Diindolylmethane in Treating Patients With Stage I or Stage II Prostate Cancer Undergoing Radical Prostatectomy

Phase II Trial of B-DIM (DIM: 3,3 Diindolylmethane) on Intermediate Endpoint Biomarkers in Patients With Prostate Cancer Who Are Undergoing Prostatectomy

RATIONALE: The use of diindolylmethane, a substance found in cruciferous vegetables, may slow the growth of tumor cells.

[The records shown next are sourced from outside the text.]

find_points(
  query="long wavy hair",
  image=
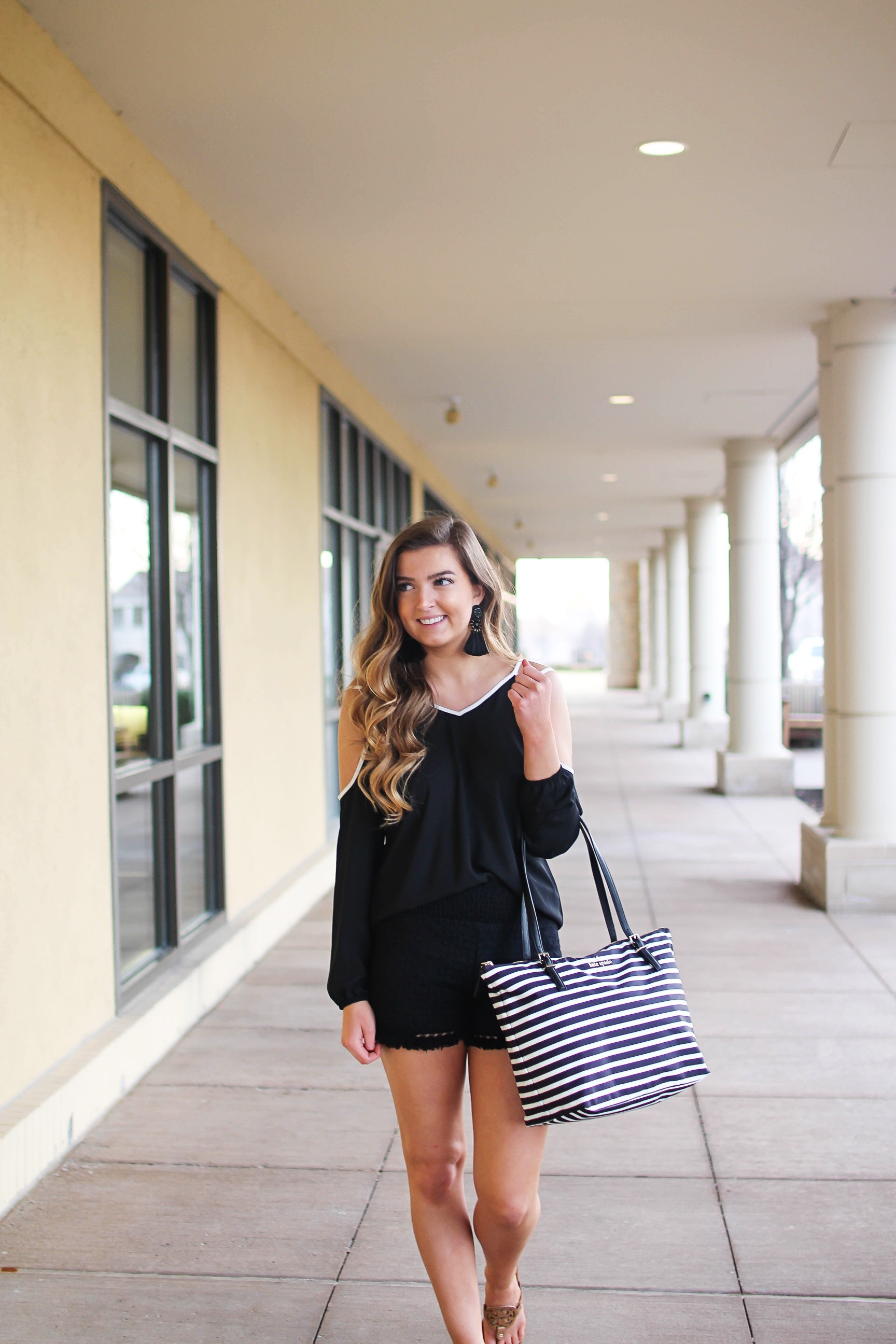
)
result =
(391, 702)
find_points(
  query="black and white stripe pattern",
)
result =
(615, 1038)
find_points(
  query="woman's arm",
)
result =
(359, 845)
(549, 802)
(543, 717)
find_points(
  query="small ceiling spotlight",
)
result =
(663, 148)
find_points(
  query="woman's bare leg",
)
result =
(428, 1090)
(507, 1163)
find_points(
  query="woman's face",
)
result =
(436, 596)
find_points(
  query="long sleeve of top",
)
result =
(550, 809)
(358, 852)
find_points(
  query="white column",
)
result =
(828, 565)
(625, 618)
(645, 679)
(659, 655)
(755, 761)
(678, 641)
(853, 864)
(707, 722)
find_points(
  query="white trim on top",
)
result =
(483, 698)
(358, 771)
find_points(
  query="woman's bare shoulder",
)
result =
(351, 739)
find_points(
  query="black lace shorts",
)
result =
(425, 968)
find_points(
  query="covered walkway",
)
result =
(251, 1187)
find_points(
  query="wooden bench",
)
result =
(804, 710)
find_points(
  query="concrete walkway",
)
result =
(251, 1188)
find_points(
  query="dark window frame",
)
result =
(391, 511)
(165, 760)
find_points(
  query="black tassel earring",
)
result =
(476, 646)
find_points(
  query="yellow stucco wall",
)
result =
(269, 608)
(57, 979)
(58, 142)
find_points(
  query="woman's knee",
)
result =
(435, 1174)
(511, 1209)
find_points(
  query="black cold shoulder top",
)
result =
(471, 807)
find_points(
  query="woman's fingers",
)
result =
(359, 1032)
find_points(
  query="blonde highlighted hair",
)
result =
(391, 702)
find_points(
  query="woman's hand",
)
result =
(359, 1032)
(531, 699)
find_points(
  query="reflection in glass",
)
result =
(370, 482)
(183, 303)
(383, 510)
(351, 593)
(366, 577)
(139, 934)
(187, 566)
(130, 584)
(332, 594)
(353, 502)
(332, 466)
(190, 809)
(127, 319)
(331, 752)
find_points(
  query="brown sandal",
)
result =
(503, 1318)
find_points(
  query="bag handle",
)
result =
(608, 895)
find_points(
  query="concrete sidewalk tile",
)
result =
(383, 1313)
(805, 1139)
(276, 1006)
(663, 1140)
(148, 1309)
(631, 1233)
(187, 1221)
(769, 1066)
(831, 1237)
(556, 1316)
(385, 1248)
(743, 1014)
(265, 1057)
(374, 1313)
(230, 1127)
(817, 1320)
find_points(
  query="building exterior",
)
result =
(195, 496)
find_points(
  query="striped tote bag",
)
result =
(594, 1035)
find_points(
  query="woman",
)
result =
(451, 753)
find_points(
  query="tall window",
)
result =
(163, 601)
(433, 505)
(367, 499)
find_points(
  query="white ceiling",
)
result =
(451, 192)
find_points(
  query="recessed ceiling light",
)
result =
(663, 148)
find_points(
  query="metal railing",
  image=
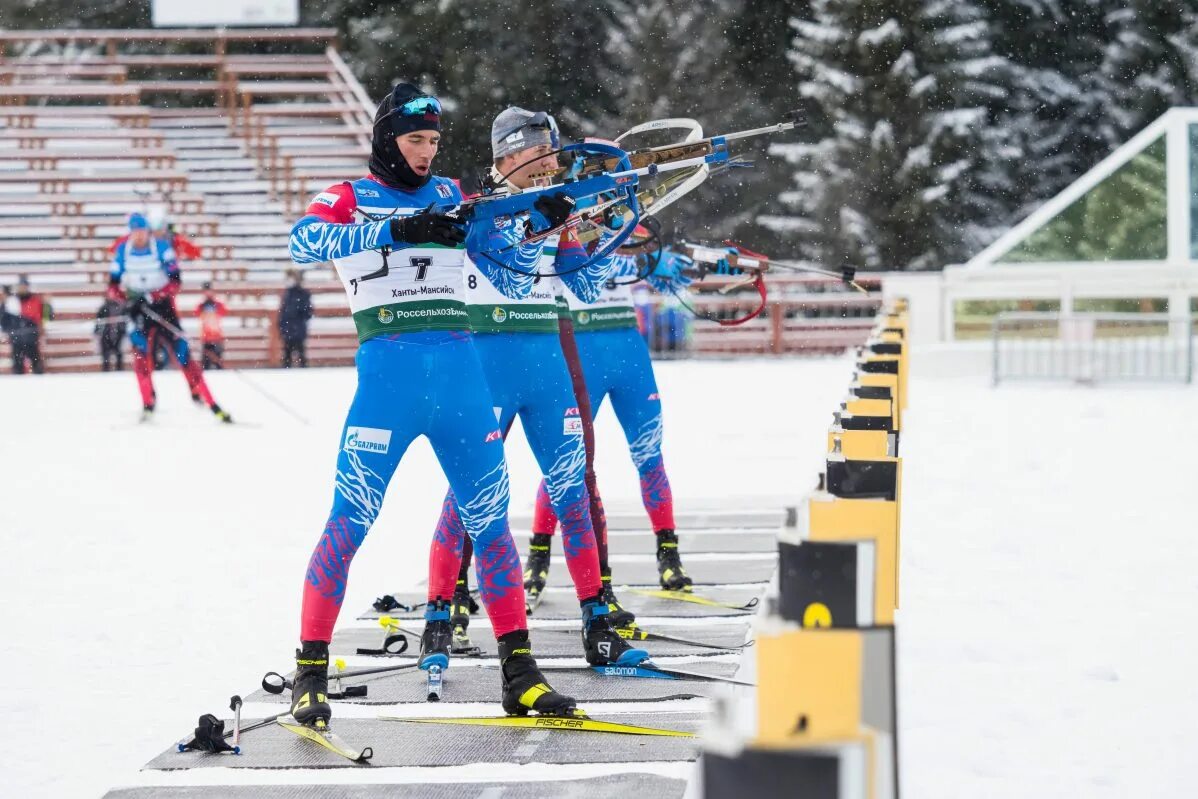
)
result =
(1091, 347)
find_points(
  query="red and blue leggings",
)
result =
(617, 367)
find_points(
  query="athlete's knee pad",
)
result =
(182, 351)
(138, 339)
(141, 362)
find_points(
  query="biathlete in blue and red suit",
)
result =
(145, 277)
(401, 264)
(518, 342)
(616, 367)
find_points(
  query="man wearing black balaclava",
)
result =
(400, 260)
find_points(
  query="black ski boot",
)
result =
(460, 610)
(537, 569)
(437, 636)
(309, 692)
(600, 641)
(524, 686)
(618, 617)
(670, 571)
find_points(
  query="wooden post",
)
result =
(274, 345)
(776, 327)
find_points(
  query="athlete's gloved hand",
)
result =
(724, 267)
(428, 228)
(667, 273)
(556, 207)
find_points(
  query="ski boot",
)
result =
(600, 641)
(537, 569)
(618, 617)
(460, 610)
(309, 691)
(670, 571)
(435, 643)
(436, 637)
(524, 686)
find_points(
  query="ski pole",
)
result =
(235, 706)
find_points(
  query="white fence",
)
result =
(1091, 347)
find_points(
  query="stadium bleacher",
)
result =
(90, 132)
(231, 141)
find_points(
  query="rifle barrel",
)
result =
(768, 128)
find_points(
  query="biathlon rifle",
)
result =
(745, 261)
(752, 266)
(712, 150)
(697, 153)
(498, 207)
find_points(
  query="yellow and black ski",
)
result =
(320, 733)
(552, 722)
(635, 633)
(651, 671)
(688, 597)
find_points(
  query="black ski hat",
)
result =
(386, 162)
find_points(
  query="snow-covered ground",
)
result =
(150, 571)
(1050, 593)
(1050, 586)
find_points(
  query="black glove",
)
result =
(428, 228)
(556, 207)
(134, 306)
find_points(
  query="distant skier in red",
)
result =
(145, 277)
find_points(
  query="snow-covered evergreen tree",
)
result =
(914, 173)
(1057, 109)
(676, 59)
(1150, 64)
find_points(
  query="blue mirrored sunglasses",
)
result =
(421, 106)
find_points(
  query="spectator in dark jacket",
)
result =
(110, 327)
(295, 310)
(23, 333)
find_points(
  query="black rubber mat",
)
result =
(398, 744)
(645, 543)
(561, 604)
(683, 521)
(556, 642)
(622, 785)
(467, 681)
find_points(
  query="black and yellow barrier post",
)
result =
(830, 688)
(860, 443)
(826, 709)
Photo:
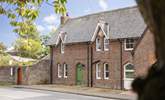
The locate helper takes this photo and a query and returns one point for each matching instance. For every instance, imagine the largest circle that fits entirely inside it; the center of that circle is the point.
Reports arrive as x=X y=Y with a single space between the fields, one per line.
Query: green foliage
x=22 y=14
x=59 y=6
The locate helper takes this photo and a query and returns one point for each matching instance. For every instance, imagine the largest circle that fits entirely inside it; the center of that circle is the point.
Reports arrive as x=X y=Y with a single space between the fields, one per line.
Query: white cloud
x=103 y=4
x=40 y=28
x=87 y=11
x=50 y=19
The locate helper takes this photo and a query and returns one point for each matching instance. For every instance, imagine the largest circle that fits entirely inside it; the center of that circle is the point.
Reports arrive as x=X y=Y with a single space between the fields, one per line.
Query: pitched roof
x=123 y=23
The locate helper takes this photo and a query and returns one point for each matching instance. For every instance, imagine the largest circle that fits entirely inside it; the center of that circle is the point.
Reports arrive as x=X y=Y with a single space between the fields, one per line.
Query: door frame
x=127 y=80
x=77 y=73
x=19 y=76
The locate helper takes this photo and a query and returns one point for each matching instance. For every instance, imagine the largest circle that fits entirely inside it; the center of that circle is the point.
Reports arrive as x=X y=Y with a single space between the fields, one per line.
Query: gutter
x=88 y=64
x=121 y=63
x=51 y=64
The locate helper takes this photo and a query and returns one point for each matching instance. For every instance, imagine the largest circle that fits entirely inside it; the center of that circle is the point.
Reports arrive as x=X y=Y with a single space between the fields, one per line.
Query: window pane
x=129 y=67
x=130 y=75
x=129 y=43
x=106 y=67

PURPOSE: This phase II trial is studying how well diindolylmethane works in treating patients with stage I or stage II prostate cancer undergoing radical prostatectomy.

Study Overview

• Status: Completed
• Conditions: Prostate Cancer
• Intervention / Treatment: Drug: B-Dim; Procedure: Radical Prosatectomy

Detailed Description

OBJECTIVES:

Primary

• To measure the level of diindolylmethane in prostate tissue after treatment with oral microencapsulated diindolylmethane (B-DIM) in patients with stage I or II adenocarcinoma of the prostate undergoing radical prostatectomy.

Secondary

• To measure serum biomarkers (e.g., total PSA, serum testosterone, and diindolylmethane levels) pre- and post-treatment with B-DIM.
• To measure tissue biomarkers (e.g., androgen receptor, NF-κB, and PSA) pre- and post-treatment with B-DIM.

OUTLINE: This is a multicenter study.

Patients receive oral microencapsulated diindolylmethane (B-DIM) twice daily for 14-72 days in the absence of disease progression or unacceptable toxicity. Patients then undergo radical prostatectomy 1 day after the last dose of B-DIM.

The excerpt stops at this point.